At the time, smaller households amplified housing demand, especially in the rental space, according to Lawless.

While he said the trend had been slow to reverse, the RBA is now showing households have once again become larger, with the average household size rebuilding. In turn, this will ease the amount of households requiring rentals.

  1. Net overseas migration has peaked

Overseas migration was at a record high in the March quarter of 2023, when 165,000 people came into the country. This dropped to just 107,000 over the last quarter of the year.

With overseas arrivals data showing an ongoing slowdown in foreign student arrivals, Lawless expects even further slowdown in migration figures.

“With approximately 90 per cent of net migration to Australia arriving on temporary visas, the flow through to rental demand is direct and immediate.

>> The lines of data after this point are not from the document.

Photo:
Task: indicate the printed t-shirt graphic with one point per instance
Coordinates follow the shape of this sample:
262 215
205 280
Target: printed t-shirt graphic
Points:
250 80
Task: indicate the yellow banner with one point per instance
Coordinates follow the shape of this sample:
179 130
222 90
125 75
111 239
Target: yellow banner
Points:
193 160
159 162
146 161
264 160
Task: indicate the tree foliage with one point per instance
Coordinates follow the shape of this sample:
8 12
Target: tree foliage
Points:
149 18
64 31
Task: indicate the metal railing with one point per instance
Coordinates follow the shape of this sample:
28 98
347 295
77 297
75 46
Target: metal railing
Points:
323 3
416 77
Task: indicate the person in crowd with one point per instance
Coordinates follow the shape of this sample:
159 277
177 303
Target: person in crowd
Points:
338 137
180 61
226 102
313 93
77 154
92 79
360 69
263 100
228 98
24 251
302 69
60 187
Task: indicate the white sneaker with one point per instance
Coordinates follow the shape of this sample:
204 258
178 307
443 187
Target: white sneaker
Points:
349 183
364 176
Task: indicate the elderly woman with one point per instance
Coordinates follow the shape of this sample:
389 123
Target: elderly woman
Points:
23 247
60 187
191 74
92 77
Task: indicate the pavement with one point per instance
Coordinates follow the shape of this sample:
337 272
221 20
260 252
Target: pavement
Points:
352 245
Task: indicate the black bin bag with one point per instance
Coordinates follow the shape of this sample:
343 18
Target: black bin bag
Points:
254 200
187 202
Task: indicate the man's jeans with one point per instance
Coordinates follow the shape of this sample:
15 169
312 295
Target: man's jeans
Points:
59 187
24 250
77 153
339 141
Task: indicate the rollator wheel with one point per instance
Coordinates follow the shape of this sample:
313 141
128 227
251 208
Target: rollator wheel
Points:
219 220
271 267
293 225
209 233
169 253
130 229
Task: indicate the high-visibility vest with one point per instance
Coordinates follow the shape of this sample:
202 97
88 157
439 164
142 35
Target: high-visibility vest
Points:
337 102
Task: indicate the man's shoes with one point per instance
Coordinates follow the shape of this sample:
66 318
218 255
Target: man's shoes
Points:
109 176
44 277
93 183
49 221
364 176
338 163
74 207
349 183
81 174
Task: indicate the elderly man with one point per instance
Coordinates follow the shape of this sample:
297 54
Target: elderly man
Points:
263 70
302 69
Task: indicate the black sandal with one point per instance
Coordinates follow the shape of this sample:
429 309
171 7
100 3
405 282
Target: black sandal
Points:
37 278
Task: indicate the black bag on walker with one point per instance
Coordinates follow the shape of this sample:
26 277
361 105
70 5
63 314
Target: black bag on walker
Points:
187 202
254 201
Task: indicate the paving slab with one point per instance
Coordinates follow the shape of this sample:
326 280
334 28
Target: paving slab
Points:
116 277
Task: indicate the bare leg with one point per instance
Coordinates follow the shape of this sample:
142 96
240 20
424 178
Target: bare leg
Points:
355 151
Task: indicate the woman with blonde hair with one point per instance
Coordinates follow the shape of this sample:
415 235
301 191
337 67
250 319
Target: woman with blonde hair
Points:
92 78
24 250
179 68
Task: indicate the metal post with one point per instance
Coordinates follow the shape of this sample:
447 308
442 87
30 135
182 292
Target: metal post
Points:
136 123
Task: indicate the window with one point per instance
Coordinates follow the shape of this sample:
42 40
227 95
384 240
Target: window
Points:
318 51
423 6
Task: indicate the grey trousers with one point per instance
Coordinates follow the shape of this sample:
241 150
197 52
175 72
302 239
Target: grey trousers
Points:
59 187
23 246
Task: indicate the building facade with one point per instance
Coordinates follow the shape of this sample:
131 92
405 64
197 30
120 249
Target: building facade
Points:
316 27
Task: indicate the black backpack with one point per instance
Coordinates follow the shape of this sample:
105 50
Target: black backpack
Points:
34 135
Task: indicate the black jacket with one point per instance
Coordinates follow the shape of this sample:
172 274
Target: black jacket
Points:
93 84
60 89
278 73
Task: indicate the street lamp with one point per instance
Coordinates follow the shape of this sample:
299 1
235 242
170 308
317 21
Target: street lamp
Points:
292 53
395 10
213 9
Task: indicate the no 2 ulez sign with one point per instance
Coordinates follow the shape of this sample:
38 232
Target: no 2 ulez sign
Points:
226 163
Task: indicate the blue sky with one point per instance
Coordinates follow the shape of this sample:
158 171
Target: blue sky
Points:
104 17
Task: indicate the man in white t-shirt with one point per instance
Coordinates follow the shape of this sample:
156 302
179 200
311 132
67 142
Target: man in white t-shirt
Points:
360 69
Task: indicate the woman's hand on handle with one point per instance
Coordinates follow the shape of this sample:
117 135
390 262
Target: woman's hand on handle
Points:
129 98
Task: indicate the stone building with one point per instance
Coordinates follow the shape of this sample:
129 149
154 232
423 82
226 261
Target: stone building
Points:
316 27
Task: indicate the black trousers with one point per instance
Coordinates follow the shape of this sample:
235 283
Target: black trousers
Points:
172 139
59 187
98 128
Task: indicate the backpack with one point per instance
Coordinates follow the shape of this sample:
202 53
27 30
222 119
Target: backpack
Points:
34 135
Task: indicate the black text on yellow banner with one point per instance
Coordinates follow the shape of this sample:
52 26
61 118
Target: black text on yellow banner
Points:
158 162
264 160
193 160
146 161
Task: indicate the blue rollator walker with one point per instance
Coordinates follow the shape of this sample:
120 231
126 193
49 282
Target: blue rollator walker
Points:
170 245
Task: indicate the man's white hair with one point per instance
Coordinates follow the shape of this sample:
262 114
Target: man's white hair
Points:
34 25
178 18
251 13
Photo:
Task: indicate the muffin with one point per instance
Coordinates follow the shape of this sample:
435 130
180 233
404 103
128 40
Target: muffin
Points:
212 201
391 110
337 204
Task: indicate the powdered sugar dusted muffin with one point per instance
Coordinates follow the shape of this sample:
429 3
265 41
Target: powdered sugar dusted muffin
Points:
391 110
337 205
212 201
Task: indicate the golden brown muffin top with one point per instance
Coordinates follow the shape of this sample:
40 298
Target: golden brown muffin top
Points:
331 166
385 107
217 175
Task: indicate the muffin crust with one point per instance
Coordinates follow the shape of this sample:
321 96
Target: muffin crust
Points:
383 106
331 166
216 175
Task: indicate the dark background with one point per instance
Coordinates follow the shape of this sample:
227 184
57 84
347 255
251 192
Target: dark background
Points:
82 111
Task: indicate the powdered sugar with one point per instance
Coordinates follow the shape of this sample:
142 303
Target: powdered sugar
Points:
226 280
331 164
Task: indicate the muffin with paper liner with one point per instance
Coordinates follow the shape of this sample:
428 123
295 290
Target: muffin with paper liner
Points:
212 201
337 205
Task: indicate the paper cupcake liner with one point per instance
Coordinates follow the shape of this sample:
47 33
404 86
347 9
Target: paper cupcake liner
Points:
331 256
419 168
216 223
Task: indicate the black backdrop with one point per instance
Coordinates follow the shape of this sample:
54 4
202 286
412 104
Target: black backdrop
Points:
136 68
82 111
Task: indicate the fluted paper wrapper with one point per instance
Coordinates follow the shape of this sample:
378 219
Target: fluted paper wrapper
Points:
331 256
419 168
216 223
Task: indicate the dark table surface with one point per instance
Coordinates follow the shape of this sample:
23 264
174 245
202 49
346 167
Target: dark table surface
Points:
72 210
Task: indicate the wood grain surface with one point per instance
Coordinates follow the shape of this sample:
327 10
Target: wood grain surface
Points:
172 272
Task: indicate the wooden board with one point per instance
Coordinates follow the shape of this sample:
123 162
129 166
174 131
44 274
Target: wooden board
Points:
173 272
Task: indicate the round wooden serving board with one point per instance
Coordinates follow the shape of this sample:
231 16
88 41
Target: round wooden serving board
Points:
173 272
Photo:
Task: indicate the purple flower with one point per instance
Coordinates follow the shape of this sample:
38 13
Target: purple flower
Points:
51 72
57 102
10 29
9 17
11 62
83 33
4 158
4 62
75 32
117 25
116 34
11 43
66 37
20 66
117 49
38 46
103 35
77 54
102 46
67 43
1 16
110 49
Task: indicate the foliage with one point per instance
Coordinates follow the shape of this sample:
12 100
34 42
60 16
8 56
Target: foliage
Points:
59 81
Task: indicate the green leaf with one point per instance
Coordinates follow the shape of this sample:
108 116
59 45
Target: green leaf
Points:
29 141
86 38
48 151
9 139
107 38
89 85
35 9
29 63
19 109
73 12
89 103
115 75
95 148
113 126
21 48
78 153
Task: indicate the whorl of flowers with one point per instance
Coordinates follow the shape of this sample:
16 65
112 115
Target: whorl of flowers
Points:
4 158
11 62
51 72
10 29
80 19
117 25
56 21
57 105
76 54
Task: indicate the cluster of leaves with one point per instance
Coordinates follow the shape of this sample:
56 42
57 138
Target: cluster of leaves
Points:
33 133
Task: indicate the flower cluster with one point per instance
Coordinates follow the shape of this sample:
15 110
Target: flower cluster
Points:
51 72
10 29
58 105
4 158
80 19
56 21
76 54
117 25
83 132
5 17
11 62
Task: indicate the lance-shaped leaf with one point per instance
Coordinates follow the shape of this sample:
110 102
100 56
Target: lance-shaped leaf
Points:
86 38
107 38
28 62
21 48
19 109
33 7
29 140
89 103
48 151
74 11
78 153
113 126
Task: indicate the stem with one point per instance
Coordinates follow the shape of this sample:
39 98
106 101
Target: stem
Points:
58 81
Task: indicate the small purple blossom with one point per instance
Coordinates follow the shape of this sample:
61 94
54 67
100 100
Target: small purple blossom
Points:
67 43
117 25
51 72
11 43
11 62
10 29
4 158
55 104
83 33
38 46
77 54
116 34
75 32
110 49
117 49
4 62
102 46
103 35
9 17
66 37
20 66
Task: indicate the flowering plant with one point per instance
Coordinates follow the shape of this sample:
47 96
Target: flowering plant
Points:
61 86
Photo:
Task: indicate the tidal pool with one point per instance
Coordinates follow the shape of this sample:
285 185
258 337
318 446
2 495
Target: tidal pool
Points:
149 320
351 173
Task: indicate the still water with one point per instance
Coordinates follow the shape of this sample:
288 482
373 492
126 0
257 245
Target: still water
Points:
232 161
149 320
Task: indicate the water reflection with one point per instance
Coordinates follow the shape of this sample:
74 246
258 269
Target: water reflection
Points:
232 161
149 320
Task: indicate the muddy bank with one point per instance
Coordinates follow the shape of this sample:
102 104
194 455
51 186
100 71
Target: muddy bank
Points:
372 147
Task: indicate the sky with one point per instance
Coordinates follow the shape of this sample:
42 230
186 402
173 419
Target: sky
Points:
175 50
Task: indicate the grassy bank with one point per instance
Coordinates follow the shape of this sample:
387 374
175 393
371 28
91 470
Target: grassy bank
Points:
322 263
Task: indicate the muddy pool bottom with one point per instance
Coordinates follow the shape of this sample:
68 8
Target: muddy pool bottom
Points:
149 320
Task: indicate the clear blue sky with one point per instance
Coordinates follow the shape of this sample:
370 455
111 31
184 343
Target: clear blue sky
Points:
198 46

Less migration helps to explain a further reduction in rental demand,” he said.

  1. Uptake of HomeBuilder

Lawless also expects new dwelling completions will take some of the heat out of the rental market.

“Materials shortages, capacity constraints and cost blowouts have seen a significant lag in delivering this stock through to completion and have likely resulted in a prolonged period of renting for many of those waiting for their new home to be completed,” he shared.

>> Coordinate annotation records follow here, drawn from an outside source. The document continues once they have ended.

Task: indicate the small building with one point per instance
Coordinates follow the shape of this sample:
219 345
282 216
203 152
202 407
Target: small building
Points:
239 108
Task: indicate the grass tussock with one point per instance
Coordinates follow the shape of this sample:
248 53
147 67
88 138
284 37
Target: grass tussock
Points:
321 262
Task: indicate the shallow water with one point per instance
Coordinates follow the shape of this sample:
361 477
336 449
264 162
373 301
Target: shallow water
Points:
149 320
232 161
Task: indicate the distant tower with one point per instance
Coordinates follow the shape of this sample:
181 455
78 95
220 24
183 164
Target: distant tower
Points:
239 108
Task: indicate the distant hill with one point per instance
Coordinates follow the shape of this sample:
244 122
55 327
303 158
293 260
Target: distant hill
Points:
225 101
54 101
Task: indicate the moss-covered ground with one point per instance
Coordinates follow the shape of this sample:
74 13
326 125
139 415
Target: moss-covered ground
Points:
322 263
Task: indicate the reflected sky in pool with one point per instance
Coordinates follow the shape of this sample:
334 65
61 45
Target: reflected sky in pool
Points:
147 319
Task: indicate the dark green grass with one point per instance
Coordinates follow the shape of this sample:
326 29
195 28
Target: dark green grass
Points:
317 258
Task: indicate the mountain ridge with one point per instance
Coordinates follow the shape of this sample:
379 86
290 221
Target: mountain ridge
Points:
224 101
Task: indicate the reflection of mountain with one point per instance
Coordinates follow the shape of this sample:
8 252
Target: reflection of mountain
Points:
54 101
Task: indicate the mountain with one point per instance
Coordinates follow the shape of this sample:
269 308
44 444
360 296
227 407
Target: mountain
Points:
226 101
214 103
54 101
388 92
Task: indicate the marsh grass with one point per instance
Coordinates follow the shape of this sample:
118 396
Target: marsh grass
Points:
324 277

“As more new builds settle, we should see a gradual diminishment in rental demand associated with building delays.”

  1. Investor activity on the up

The volume of lending to investors is up over 10 per cent over the year to June, with the value of lending jumping by 30.2 per cent.

As noted by Lawless, investors play a key role in delivering rental supply to market, which could aid in dampening supply-side pressures.